This essential narrative has more or less prevailed for the last fourteen years, throughout a murky and obscene pseudo-war that has generated multiple tributaries and left the notion of ‘moral clarity’ looking more than a little tarnished.   But recently, there are suggestions that the public is about to be persuaded to take a different view of the great 21st century evil that we have been trying to extirpate during these dismally unheroic years.

It now appears that al Qaeda may not be as evil as we thought, or at least not as evil as ISIS, and there may even be some contexts when we might be obliged to collaborate with it in order to achieve our common goals.   In an article in the Wall Street Journal entitled ‘To U.S. Allies, Al Qaeda Affiliate in Syria Becomes the Lesser Evil’ (subscriber only),  the WSJ’s reporter in Lebanon makes this startling observation:

‘In the three-way war ravaging Syria, should the local al Qaeda branch be seen as the lesser evil to be wooed rather than bombed?

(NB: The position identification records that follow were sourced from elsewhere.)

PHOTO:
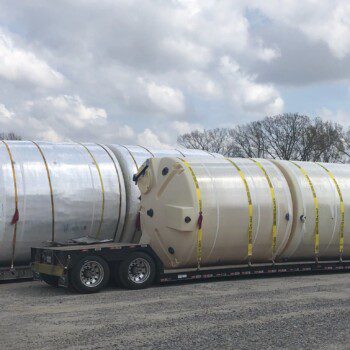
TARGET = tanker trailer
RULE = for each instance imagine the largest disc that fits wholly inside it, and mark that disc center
(55, 192)
(208, 217)
(249, 210)
(68, 191)
(131, 159)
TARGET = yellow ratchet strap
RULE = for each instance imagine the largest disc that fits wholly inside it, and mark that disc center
(342, 210)
(316, 232)
(273, 198)
(200, 214)
(16, 214)
(51, 191)
(102, 190)
(250, 208)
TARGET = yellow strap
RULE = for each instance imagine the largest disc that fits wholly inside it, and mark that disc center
(250, 208)
(102, 190)
(273, 197)
(342, 210)
(51, 191)
(119, 187)
(316, 232)
(14, 238)
(200, 209)
(132, 156)
(147, 150)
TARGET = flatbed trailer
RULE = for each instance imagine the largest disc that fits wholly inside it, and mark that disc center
(89, 267)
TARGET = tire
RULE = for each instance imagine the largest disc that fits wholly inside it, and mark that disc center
(90, 274)
(137, 271)
(49, 279)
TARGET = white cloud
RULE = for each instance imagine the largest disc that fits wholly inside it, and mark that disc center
(325, 21)
(151, 139)
(154, 69)
(5, 113)
(338, 116)
(182, 127)
(247, 93)
(166, 98)
(18, 64)
(69, 110)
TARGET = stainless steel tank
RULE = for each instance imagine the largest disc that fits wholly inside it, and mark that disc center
(130, 159)
(321, 200)
(204, 212)
(57, 191)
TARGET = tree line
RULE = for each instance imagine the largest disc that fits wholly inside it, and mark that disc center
(286, 136)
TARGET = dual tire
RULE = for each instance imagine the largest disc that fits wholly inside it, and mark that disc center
(92, 273)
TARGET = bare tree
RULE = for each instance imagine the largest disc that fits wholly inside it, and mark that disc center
(286, 136)
(282, 134)
(247, 141)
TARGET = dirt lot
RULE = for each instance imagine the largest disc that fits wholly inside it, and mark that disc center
(310, 311)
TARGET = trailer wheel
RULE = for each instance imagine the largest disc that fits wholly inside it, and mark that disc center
(90, 274)
(50, 280)
(137, 271)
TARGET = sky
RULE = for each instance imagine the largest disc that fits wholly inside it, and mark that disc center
(143, 72)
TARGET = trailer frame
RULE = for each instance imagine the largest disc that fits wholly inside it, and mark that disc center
(59, 261)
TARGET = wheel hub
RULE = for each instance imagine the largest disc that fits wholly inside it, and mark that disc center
(139, 270)
(91, 273)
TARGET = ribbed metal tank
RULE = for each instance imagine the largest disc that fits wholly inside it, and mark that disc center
(130, 159)
(321, 200)
(57, 191)
(207, 212)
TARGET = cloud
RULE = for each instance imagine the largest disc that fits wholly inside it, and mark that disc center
(245, 92)
(182, 127)
(338, 116)
(18, 64)
(5, 113)
(165, 98)
(151, 139)
(326, 21)
(151, 70)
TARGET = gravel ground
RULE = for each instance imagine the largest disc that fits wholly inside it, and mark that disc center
(294, 312)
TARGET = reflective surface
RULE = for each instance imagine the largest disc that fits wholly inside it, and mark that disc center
(173, 229)
(130, 159)
(64, 190)
(302, 242)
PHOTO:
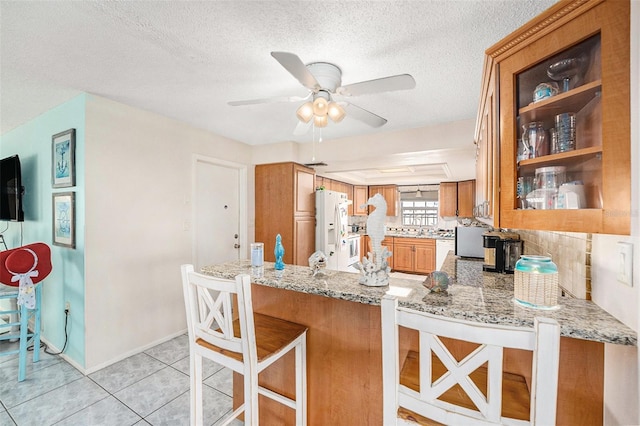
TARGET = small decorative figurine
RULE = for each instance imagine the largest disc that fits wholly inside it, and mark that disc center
(278, 251)
(375, 268)
(317, 262)
(436, 281)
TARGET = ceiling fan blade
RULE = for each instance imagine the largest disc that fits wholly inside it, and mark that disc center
(294, 65)
(385, 84)
(302, 128)
(363, 115)
(270, 100)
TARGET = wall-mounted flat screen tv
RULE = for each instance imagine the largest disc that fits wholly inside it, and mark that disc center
(11, 189)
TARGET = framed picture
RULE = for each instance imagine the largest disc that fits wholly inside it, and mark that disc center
(63, 165)
(64, 219)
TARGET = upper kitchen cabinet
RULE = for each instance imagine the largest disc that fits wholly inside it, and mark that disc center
(360, 197)
(456, 199)
(564, 119)
(285, 205)
(390, 194)
(486, 140)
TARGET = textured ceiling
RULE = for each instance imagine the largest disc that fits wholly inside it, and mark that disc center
(187, 59)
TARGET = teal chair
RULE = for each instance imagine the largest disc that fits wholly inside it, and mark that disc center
(21, 273)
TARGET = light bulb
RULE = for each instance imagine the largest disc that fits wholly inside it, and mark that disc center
(336, 112)
(320, 120)
(320, 106)
(305, 112)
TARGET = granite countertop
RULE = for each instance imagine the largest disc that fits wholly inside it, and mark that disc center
(473, 295)
(415, 235)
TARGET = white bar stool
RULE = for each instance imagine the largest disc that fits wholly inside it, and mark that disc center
(21, 271)
(246, 342)
(433, 387)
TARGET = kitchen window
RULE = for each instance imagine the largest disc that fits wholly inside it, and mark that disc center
(418, 212)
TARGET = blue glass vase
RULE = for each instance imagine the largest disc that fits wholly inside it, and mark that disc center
(278, 251)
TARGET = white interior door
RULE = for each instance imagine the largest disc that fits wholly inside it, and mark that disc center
(218, 212)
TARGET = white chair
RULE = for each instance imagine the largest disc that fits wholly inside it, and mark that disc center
(21, 273)
(432, 387)
(243, 341)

This is increasingly the view of some of America’s regional allies and even some Western officials. In a war now in its fifth year, in which 230,000 people have been killed and another 7.6 million uprooted, few good options remain for how to tackle the crisis.’

The ‘local al Qaeda branch’ is Jabhat al-Nusra, an organization  that has previously been designated a terrorist group by the U.S. and the United Nations because of its long record of sectarian massacre and atrocity.   Now, according to the WSJ:

‘Outnumbered and outgunned, the more secular, Western-backed rebels have found themselves fighting shoulder to shoulder with Nusra in key battlefields. As the Assad regime wobbles and Islamic State, or ISIS, gains ground in both Syria and Iraq, reaching out to the more pragmatic Nusra is the only rational choice left for the international community, supporters of this approach argue.’

The WSJ approvingly quotes Saudi Prince Faisal bin Saud bin Abdulmohsen, from  the King Faisal Center for Research and Islamic Studies in Riyadh, who says:

‘It does say something when suddenly Nusra become a lot more tempting. It speaks volumes as to the severity of the situation.  At this point we must really differentiate between fanaticism and outright monstrosity.’

Perhaps, but the Saudi regime is not really a government to make this distinction, at a time when it is currently blasting much of Yemen to smithereens, and the Saudi prince’s observations are part of an orchestrated attempt by the Gulf states to win support for al-Nusra by presenting it as a ‘moderate’ Islamist alternative to Islamic State.

On 27 May, Al-Jazeera broadcast an interview with Abu Mohammed al-Golani, the leader of al-Nusra, in which he claimed that his organization would treat Syria’s minorities differently from ISIS and that it would not attack western targets.

And in a blog on the New York Review of Books entitled Why We Need al-Qaeda, Ahmed Rashid argues that AQ might be ‘the best option left in the Middle East for the US and its allies.’   How so?  Because of the ‘confusion’ in US policy that has led the US to bomb organizations like Jabhat al-Nusra in Syria and al-Qaeda in the Arabian Peninsula (AQAP) in Yemen, while America’s Turkish and Arab allies have been actively supporting or collaborating with these same organizations.

Rashid echoes the Gulf state narrative that AQ has ‘evolved in profound ways since the death of Osama bin Laden and the emergence of ISIS.’  According to Rashid, AQ has no interest in the general Sunni/Shia war promoted by ISIS.  Its affiliate Jabhat al-Nusra, unlike ISIS, cooperates with anti-Assad groups and rebel militias in northern Syria.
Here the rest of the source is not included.